Human Rights Watch opposes the prolonged indefinite detention without trial of terrorism suspects at Guantanamo Bay and elsewhere. The practice violates US obligations under international law. Human Rights Watch has strongly urged the US government to either promptly prosecute the remaining Guantanamo detainees according to international fair trial standards, or safely repatriate them to home or third countries. We have also called for investigations of US officials implicated in torture of terrorism suspects and for adequate compensation for detainees who were mistreated. Human Rights Watch will continue to press for compliance with these obligations. Failure to do so does enormous damage to the rule of law both in the US and abroad.
Meanwhile in London, activists on Saturday will hold a rally calling for Guantanamo to be closed and prisoners either tried or released. Aisha Maniar, from the London Guantánamo Campaign (LGC), said:
Ten years of Guantánamo Bay are ten years of wasted opportunities to close down this notorious symbol of lawlessness and injustice in our time.
President Obama has completed his U-turn on earlier pledges to close Guantánamo and end the discredited military commissions with his recent signing into law of the National Defense Authorization Act, perpetuating the regime of arbitrary detention without charge or trial.
The United States and its allies must share responsibility for the closure of Guantánamo Bay: the UK government must step up its efforts to secure the return of British resident Shaker Aamer and also offer a safe home to former British resident Ahmed Belbacha. Other European Union states must also step up their efforts to help close Guantánamo Bay and take concrete action to put an end to this “shame”.
We will nonetheless keep up the pressure on governments to take firm action and to seek justice for the prisoners held at Guantánamo.

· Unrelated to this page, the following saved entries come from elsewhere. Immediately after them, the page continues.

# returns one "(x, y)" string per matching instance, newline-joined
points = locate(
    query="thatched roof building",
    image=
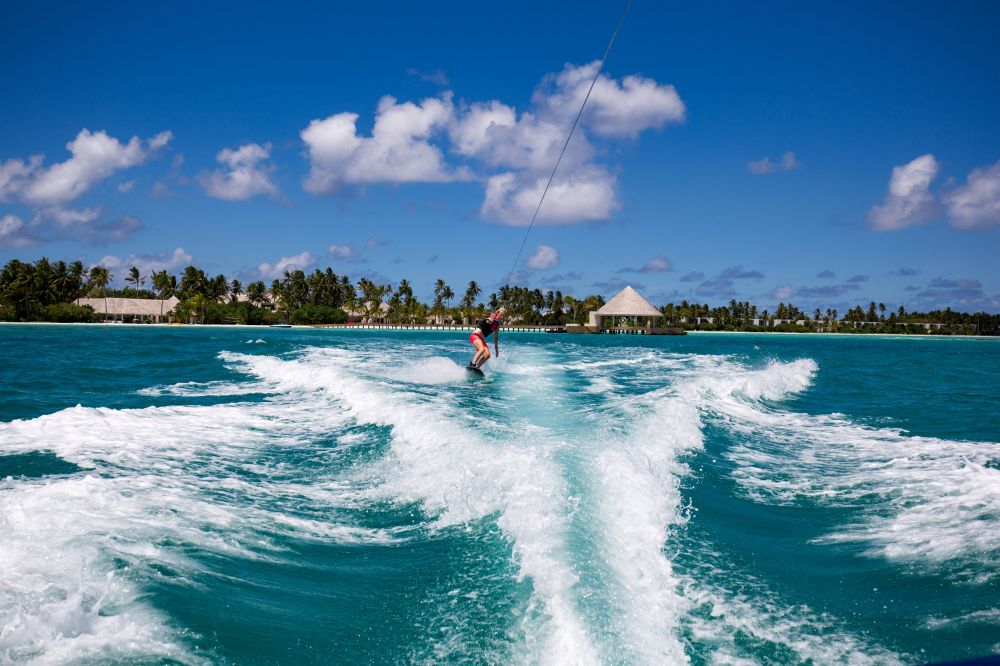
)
(627, 304)
(125, 309)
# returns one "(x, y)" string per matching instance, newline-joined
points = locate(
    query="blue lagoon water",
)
(263, 496)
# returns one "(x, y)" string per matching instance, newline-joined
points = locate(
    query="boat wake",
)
(584, 472)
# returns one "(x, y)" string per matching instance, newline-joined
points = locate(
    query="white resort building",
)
(132, 309)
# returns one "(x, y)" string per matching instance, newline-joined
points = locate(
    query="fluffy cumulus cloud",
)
(788, 162)
(782, 293)
(512, 152)
(247, 173)
(93, 157)
(398, 151)
(146, 263)
(909, 200)
(341, 251)
(299, 261)
(976, 205)
(13, 232)
(14, 174)
(47, 190)
(543, 258)
(588, 193)
(616, 108)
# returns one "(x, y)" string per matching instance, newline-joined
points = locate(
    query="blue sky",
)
(823, 153)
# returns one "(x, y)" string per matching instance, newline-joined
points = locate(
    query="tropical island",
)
(66, 292)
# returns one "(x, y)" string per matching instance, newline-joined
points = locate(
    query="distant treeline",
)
(46, 291)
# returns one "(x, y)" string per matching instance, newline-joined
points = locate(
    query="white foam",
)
(458, 479)
(921, 500)
(639, 476)
(434, 370)
(77, 550)
(203, 389)
(732, 623)
(639, 501)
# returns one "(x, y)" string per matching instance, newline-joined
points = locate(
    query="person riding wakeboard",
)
(486, 327)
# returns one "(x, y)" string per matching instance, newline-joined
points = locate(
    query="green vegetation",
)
(46, 291)
(742, 316)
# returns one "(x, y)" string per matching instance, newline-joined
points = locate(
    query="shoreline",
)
(443, 329)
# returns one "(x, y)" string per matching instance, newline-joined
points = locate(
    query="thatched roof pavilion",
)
(627, 304)
(129, 308)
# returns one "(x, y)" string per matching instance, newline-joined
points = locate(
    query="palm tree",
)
(133, 278)
(235, 289)
(101, 277)
(256, 293)
(440, 289)
(469, 300)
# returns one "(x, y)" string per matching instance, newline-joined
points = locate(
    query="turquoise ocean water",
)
(264, 496)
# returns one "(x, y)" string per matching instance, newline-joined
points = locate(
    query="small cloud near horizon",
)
(658, 264)
(788, 162)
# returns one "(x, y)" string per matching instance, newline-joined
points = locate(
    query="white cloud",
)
(341, 251)
(147, 263)
(277, 269)
(14, 174)
(493, 133)
(95, 156)
(657, 264)
(783, 293)
(763, 166)
(67, 217)
(586, 194)
(615, 109)
(544, 258)
(909, 201)
(247, 175)
(13, 232)
(399, 150)
(519, 148)
(976, 205)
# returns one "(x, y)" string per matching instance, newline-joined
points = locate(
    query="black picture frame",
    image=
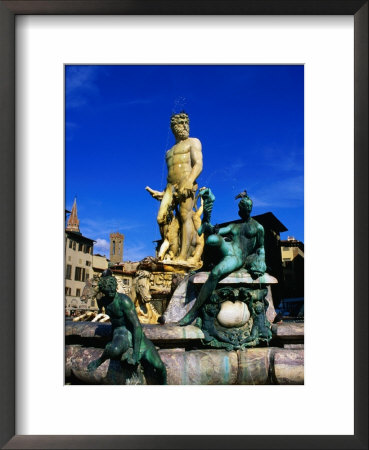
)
(8, 12)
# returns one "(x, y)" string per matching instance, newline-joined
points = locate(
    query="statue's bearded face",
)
(108, 286)
(180, 126)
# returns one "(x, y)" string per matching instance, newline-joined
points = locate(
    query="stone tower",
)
(116, 247)
(73, 222)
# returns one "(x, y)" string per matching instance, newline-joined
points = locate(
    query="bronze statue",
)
(129, 342)
(241, 244)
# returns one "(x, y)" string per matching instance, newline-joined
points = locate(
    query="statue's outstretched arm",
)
(158, 195)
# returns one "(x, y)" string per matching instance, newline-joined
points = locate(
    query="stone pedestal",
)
(180, 349)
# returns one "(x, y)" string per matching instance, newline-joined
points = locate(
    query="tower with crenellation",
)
(116, 247)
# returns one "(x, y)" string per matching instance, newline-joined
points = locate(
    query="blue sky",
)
(249, 119)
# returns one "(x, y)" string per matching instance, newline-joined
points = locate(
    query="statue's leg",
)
(152, 358)
(187, 228)
(225, 267)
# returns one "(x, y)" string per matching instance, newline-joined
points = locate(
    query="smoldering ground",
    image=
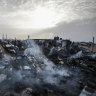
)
(38, 72)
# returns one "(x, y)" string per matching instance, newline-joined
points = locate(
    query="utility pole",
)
(3, 37)
(93, 44)
(6, 36)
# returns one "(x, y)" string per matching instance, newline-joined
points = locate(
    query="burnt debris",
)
(53, 67)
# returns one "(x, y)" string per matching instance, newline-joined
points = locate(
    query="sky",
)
(68, 19)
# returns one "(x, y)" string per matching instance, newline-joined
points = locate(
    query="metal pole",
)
(93, 44)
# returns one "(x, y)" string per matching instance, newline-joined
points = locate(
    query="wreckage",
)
(46, 68)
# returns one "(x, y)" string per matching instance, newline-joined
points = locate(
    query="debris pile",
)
(46, 68)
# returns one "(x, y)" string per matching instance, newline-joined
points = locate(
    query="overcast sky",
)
(69, 19)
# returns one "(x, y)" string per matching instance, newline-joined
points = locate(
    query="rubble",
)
(46, 68)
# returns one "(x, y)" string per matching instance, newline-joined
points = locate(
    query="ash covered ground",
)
(45, 68)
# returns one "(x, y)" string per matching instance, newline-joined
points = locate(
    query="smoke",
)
(49, 72)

Actions like this in London mirror the work of human rights campaigners in the US who have marked past anniversaries with actions in the halls of the US Congress, before the White House, and on the steps of the Supreme Court. One such group, Witness Against Torture, has been perhaps the most vocal and determined in their efforts, and are in the middle of a ten day campaign holding activities throughout Washington, DC in order "to call attention to the terrible injustice that is Guantanamo and Bagram and secret prisons throughout the world." Their efforts will culminate in a “Ten Years Too Many” mass mobilization on Wednesday, January 11 at Lafayette Park across from the White House organized by a coalition of groups, including Amnesty International and National Religious Campaign Against Torture.